Pantarlih mendatangi rumah Pemilih door to door  antara tanggal 12 Februari sampai 14 Maret 2023 ,dengan tata cara berikut, Selalu memakai tanda pengenal Pantarlih, menyapa Pemilih dengan ramah dan santun, memperkenalkan identitas Pantarlih, meminta waktu dan kesediaan Pemilih dalam pelaksanaan Coklit, membacakan atau menunjukkan nama-nama anggota keluarga pemilik rumah yang terdaftar formulir Model A-Daftar Pemilih, meminta kepala keluarga atau anggota keluarga untuk menunjukkan KTP- el atau Kartu Keluarga.

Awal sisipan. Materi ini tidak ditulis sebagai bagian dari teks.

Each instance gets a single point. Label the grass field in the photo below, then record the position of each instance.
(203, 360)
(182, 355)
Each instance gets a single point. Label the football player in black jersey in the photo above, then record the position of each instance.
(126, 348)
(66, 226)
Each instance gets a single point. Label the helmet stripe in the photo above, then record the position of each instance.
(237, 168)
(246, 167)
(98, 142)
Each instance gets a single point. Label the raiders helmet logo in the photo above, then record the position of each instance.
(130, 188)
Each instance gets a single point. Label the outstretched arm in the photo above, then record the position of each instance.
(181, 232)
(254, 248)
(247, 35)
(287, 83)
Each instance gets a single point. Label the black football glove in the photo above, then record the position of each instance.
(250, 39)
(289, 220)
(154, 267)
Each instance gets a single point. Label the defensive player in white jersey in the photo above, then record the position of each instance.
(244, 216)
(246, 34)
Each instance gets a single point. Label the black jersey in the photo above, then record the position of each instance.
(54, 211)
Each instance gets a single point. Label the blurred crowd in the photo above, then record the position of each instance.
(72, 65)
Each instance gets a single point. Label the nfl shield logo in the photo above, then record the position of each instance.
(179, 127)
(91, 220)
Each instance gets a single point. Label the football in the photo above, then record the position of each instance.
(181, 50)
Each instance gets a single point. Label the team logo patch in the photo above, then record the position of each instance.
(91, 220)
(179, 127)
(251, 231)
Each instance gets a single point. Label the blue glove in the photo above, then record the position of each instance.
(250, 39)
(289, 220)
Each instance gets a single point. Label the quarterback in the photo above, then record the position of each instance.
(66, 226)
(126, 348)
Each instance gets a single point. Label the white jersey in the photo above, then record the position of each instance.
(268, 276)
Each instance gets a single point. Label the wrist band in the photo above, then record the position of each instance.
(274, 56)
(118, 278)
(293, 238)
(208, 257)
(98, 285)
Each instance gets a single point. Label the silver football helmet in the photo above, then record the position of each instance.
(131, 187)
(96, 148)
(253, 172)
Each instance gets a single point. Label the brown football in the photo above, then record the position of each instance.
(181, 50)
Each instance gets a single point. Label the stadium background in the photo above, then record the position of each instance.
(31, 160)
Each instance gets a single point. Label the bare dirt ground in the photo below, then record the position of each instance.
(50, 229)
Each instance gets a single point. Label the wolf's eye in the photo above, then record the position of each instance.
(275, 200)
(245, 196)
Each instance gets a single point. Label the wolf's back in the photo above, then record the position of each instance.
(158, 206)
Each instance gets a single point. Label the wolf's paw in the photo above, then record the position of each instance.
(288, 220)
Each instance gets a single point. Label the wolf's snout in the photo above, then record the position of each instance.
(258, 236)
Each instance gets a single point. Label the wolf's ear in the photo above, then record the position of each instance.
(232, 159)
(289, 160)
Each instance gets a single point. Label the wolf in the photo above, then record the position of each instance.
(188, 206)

Kemudian Pantarlih meneliti dan mencocokkan data Pemilih yang tertera pada KTP- el atau Kartu Keluarga dengan data pada formulir Model A-Daftar Pemilih.

Jika terdapat anggota keluarga yang terdaftar dalam formulir Model A-Daftar Pemilih tetapi tidak dapat menggunakan hak pilihnya di TPS yang sesuai dengan alamat pada KTP-el, maka Pantarlih menyampaikan kepada keluarga untuk mengingatkan Pemilih tersebut untuk segera mengurus pindah memilih setelah penetapan DPT.

Selanjutnya Pantarlih menempelkan stiker sebagai tanda pemilih yang tinggal di rumah tersebut  sudah didatangi Pantarlih dan dlakukan pencocokan dan penelitian data pemilih.

 

Tahapan coklit ini bertujuan memastikan dan mencocokkan data yang dipegang KPU dengan data riil di lapangan. Sekaligus menyajikan data pemilih yang valid dan berkualitas.

Sehingga diharapkan warga masyarakat bisa  bekerjasama saat Pantarlih mendatangi rumah pemilih antara lain dengan menerima kedatangan Pantarlih dan menyiapkan  KTP el atau Kartu Keluarga.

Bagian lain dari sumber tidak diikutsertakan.